Decarbonization and the Impact on Maintenance with Steven Dobie
Welcome Steven to the podcast. Steven is a co-host of another podcast called Maintenance Disrupted. However briefly, tell us more about yourself.
I am a maintenance and reliability engineer in the mining industry who has been in tech for a couple of years. Presently working with a centralised maintenance group focused on keeping equipment and trucks running longer.
In this episode we covered:
- Are you being impacted a lot by sustainability i.e decarbonization, electrification?
- How does this impact people from a maintenance person’s perspective?
- What are the other ways to produce power?
Within your industry you are being impacted a lot by sustainability i.e decarbonization, electrification and such, aren’t you?
Yes. Presently we have aggressive targets regarding decarbonization such as by 2030 we have to reduce our GHE by 33%. And by 2050 we should be a net zero company. It is a big challenge because it is not only our equipment that contributes to our carbon footprint at the mine site. There are other sources within our operations.
How does this impact people from a maintenance person’s perspective?
The biggest issue is skill set. There is a challenge in taking the existing workforce and training them to handle a new decarbonization program and later maintain the equipment.
It is a huge challenge. Take for instance a changing a traditional boiler that is gas fired or coal powered to an electric one.

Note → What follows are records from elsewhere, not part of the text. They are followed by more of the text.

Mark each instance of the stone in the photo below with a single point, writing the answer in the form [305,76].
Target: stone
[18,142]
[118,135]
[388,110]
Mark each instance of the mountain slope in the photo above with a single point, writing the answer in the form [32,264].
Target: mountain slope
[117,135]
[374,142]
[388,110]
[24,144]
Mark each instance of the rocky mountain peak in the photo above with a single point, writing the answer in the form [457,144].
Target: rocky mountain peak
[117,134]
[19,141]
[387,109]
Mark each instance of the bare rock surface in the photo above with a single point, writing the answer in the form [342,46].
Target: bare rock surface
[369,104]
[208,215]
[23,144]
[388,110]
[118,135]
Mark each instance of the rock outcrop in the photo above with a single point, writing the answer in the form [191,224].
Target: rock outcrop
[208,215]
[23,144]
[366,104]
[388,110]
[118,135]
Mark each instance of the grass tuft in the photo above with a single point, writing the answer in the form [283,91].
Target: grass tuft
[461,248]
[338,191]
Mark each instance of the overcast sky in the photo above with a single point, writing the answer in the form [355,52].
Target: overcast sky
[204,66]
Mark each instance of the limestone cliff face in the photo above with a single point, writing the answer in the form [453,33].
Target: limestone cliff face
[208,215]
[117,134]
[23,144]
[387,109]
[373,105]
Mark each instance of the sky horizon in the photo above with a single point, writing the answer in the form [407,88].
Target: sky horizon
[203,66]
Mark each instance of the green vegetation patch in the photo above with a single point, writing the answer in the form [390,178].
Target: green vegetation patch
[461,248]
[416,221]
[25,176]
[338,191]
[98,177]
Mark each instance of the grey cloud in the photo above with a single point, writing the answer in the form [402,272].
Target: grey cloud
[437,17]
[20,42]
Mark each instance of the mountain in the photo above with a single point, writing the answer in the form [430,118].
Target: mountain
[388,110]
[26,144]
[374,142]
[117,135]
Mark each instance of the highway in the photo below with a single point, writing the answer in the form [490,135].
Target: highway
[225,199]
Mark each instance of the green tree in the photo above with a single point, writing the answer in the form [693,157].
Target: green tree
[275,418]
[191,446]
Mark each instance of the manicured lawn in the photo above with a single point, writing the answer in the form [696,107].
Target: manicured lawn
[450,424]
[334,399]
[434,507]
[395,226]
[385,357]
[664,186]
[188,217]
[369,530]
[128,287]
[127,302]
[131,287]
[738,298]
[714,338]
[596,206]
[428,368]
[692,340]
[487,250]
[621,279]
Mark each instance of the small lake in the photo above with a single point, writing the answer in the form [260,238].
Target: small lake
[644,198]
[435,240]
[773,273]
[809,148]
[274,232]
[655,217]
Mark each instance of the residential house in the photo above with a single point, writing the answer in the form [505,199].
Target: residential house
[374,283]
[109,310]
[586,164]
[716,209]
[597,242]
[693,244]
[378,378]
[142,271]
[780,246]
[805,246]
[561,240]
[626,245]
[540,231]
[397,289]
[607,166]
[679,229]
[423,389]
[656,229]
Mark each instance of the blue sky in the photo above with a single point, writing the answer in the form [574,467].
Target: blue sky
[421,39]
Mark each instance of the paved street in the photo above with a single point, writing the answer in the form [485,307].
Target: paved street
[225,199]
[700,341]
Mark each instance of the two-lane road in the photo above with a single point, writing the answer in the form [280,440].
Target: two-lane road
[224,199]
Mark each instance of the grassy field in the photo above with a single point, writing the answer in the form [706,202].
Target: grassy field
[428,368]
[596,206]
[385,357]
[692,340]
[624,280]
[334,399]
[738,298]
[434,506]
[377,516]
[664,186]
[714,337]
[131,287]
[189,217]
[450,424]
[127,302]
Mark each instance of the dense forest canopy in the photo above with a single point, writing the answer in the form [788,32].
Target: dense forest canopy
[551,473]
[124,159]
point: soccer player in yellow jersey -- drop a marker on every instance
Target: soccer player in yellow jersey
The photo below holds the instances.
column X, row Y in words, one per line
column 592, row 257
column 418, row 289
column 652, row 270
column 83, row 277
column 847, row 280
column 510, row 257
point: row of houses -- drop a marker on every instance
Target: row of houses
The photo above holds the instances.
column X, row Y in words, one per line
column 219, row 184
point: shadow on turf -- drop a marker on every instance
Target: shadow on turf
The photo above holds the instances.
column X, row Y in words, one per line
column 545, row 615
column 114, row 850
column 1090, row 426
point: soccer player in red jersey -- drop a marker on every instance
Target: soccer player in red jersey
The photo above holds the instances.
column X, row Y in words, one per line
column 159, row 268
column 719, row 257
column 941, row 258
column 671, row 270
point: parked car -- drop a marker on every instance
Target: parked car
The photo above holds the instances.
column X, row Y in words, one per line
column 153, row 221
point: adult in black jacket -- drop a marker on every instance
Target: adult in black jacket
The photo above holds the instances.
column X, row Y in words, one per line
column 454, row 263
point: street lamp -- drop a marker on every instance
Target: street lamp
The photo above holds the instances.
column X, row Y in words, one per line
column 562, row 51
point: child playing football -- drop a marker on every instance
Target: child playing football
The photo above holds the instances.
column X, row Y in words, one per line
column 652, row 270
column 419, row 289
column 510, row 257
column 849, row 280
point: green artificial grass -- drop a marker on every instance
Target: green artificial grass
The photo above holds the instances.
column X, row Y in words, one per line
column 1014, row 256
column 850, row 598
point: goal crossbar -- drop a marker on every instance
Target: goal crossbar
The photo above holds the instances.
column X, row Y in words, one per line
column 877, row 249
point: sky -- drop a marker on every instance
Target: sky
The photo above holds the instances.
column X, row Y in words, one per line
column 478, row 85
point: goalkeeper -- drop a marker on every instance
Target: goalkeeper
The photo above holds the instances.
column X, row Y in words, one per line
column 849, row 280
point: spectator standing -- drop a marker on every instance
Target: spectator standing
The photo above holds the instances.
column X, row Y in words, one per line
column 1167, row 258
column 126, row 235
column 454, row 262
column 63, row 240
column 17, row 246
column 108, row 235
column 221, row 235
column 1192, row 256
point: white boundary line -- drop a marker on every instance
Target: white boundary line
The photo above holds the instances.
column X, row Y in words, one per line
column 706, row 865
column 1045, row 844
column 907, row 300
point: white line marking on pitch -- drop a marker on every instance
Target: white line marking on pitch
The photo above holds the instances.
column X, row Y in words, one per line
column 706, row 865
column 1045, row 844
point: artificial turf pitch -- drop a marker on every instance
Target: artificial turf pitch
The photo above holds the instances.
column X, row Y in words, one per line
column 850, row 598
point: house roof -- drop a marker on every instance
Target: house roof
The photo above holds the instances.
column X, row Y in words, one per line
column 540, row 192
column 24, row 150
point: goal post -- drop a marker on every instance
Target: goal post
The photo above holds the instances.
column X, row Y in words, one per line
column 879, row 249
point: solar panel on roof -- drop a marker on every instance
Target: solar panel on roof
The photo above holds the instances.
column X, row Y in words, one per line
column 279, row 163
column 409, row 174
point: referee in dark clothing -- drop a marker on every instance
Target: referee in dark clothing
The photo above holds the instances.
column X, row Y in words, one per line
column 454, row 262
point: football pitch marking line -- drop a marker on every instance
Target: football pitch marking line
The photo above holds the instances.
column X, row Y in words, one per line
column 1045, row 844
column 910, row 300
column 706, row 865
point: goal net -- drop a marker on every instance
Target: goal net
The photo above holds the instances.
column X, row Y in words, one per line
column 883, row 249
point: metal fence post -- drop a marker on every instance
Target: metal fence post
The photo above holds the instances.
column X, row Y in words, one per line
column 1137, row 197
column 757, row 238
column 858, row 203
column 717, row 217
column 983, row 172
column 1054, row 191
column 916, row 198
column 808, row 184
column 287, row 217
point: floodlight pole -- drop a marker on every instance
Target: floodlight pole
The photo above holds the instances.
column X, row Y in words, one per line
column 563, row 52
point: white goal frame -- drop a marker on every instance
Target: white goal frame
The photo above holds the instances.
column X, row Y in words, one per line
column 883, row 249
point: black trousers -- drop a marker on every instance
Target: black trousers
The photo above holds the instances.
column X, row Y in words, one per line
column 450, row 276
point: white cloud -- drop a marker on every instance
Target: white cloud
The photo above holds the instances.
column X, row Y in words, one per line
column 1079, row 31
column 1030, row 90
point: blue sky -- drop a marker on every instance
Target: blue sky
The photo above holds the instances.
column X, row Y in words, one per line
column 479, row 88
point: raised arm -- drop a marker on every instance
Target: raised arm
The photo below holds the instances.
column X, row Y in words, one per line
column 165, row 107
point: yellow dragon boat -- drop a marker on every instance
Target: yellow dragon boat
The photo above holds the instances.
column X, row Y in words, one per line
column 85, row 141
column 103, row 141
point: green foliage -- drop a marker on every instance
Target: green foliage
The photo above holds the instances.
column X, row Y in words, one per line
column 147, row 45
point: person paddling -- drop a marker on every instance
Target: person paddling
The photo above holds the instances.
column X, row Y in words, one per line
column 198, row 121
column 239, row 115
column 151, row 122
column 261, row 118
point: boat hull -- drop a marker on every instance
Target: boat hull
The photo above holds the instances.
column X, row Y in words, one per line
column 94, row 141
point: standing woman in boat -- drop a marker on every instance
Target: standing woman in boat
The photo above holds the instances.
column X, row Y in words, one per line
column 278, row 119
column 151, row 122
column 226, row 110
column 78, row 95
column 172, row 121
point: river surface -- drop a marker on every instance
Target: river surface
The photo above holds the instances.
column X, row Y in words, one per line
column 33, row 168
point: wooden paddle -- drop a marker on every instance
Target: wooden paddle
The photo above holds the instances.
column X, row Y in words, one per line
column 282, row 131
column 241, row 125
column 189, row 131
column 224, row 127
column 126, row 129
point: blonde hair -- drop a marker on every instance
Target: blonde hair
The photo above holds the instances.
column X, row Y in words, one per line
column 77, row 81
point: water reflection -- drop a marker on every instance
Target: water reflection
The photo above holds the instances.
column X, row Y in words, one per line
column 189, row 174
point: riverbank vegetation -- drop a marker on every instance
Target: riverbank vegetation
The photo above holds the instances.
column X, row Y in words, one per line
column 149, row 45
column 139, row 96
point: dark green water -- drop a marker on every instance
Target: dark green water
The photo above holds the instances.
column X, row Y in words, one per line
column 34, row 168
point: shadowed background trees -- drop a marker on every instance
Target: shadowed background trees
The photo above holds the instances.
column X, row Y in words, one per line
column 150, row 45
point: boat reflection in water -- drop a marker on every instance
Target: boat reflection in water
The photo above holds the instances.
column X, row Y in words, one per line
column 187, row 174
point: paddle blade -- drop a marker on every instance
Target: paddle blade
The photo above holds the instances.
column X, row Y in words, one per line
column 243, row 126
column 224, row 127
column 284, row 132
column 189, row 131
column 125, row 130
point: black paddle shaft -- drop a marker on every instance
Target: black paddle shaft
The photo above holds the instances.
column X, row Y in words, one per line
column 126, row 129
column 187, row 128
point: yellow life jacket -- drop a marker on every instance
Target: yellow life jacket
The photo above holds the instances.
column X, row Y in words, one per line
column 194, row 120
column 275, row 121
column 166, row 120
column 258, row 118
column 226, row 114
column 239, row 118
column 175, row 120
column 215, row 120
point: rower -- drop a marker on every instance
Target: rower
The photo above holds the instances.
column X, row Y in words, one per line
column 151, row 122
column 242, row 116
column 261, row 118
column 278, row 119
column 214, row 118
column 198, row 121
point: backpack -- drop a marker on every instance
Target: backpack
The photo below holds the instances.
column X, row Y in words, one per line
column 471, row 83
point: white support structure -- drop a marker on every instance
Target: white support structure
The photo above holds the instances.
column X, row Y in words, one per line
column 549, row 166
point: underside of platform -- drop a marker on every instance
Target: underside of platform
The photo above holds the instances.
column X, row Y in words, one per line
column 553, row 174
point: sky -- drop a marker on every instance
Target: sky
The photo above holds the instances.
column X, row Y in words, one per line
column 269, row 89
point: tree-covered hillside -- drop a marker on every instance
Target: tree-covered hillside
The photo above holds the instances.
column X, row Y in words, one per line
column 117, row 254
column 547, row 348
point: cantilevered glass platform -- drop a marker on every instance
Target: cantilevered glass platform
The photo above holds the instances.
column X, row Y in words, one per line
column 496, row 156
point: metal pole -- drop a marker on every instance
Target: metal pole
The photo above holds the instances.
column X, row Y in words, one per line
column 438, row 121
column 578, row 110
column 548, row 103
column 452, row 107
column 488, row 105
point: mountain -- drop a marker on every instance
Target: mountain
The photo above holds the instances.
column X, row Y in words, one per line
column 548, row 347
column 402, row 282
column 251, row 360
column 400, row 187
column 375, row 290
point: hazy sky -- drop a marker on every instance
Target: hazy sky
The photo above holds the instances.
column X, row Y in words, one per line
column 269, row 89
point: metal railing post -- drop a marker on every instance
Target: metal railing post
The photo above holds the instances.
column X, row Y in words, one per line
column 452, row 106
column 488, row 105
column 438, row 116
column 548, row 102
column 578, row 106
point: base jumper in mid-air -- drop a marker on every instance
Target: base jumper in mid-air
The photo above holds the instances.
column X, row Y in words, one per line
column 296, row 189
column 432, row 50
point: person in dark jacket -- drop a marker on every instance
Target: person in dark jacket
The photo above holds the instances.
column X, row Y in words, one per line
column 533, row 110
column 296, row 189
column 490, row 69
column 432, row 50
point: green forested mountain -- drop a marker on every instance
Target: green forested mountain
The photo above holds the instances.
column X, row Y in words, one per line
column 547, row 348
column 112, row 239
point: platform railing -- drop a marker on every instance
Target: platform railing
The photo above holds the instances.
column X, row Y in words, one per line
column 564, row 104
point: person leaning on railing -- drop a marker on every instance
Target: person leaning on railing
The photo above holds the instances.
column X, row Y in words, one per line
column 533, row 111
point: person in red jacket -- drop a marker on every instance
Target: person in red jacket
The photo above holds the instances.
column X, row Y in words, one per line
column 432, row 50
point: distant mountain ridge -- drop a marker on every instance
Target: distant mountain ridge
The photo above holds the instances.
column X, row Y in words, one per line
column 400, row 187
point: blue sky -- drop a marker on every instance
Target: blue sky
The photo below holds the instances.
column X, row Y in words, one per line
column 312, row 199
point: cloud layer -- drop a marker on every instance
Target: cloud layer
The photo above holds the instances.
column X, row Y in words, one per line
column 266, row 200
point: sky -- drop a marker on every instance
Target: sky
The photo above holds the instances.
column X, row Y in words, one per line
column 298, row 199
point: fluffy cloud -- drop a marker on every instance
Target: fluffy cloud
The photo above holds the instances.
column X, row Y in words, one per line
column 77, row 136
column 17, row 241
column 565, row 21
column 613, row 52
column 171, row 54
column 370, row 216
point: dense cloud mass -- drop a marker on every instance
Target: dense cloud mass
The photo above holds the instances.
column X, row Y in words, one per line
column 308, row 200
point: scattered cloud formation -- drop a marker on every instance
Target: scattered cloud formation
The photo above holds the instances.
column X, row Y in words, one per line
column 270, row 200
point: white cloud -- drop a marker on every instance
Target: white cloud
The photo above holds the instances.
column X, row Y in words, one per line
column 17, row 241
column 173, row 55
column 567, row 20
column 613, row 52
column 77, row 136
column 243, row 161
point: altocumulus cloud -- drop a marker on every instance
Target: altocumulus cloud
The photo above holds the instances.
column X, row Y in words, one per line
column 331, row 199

Their operation and maintenance will be different.
Exactly. The challenge is also a shortage in electrical infrastructure. Electrification will require addition of these infrastructure and that needs to be factored in the decarbonization process.
The challenge is if the existing electrical infrastructure can support an additional load coming on to the grid. We have to assess the amount of upgrade needed during the decarbonization process to avoid redoing it just shortly after an upgrade. There are so many unknowns to be prioritised especially in determining what is realistic.
Looking at the future we need to make a lot of changes on the infrastructure that haven’t been done in a long time. The equipment is old. However, currently there doesn’t seem to be a plan in place given that 2030 is only 8 years away. That is a short time to plan for the infrastructure changes needed to achieve the decarbonization goal.
The Canadian Government just announced that no internal combustion engines shall be sold for passenger vehicles after 2035. But what does that look like for the charging infrastructure in place. Most towns and neighbourhoods are unable to support multiple vehicle charging at the same time.
The power generation is also low.
We have been shutting down our coal power plants but the smart grids aren’t generating as much. The maintenance technicians are also not centralised and have to drive around maintaining distributed infrastructure on the smart grid. Managing the team has also changed.
There are alternative ways to produce power such as wind and solar that we can generate for ourselves.
Mines already do that. They have built dams, gas and coal powered plants for power generation. Handling a dam however is a challenge. Solar power can only reliably work for a year. There are mu;tiple problems to solve.
Power generation for electrification affects maintenance programs in a significant way. Be it using power from the main utility supply or microgeneration. How are you preparing for it?
Companies are not ready for the huge impact. The good thing is that there are wind and solar power generation schools coming up. On the other hand, the skill sets needed are just the same as those required for the old electrical equipment. So we just need to expand on those. The electrical infrastructure is the same but at a different scale.
The key is bringing in the right training program early enough to bridge that skill gap needed to support a large scale infrastructure.
There are also issues with the supply chain since multiple companies are ordering for these parts and equipment needed to upscale the infrastructure. This affects lead time and therefore early planning is needed
There is a mismatch in what is available and what we need in the decarbonization process. How do we improve the manufacturing of the equipment and parts needed or even do it locally?
The process is tough and the capital is intensive to purchase parts as simple as semiconductors.
The supply chain issues forces us to look farther ahead in the decarbonization process but we aren’t sure if the technology will even be available by then.
Whichever means we use to bring the parts and equipment from overseas need to be decarbonized as well. Making the supply chain shorter will definitely reduce the carbon footprint towards net zero.
There is also a question of a more targeted supply from smaller facilities rather than one big facility and this impacts the number of technicians and infrastructure needed for those facilities.
We are waiting to see a demand increase and a shortage of the workforce supply.
What do you recommend to help people get ahead of this?
Attend training courses on decarbonization.